Currently, the key names are not compatible with Redis Cluster. We aren't currently planning to use Redis Cluster (gitlab-com/gl-infra&211 (comment 364207522)), but if we do want that option in future, it would be good to get new large uses of multi-key commands addressed early (we are adding a validator for this in gitlab-com/gl-infra/scalability#305 (closed)). In this case, as the feature is not live yet, it could be a good candidate.
The problem with Redis Cluster compatibility here is that we perform multi-key operations on keys that would hash to different slots.
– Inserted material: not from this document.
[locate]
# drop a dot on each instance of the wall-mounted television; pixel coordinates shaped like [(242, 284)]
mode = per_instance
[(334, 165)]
One example is in Ci::BuildTraceChunks::Redis#delete_keys
, where we can delete multiple keys at once. Those keys look like this:
"gitlab:ci:trace:#{build_id.to_i}:chunks:#{chunk_index.to_i}"
It's actually not clear to me when we'd call this with multiple keys, apart from in specs. If the keys are always for the same build ID (as in the specs), to make this compatible with Redis Cluster would just be a case of wrapping the common elements in curly braces:
"{gitlab:ci:trace:#{build_id.to_i}}:chunks:#{chunk_index.to_i}"
The potential issues there are:
- Do we need to migrate any existing keys to this new format if we change it? My hope is that the off-by-default nature of this means we don't, but maybe that's too optimistic.
- Is my assumption that this is always for the same build ID correct?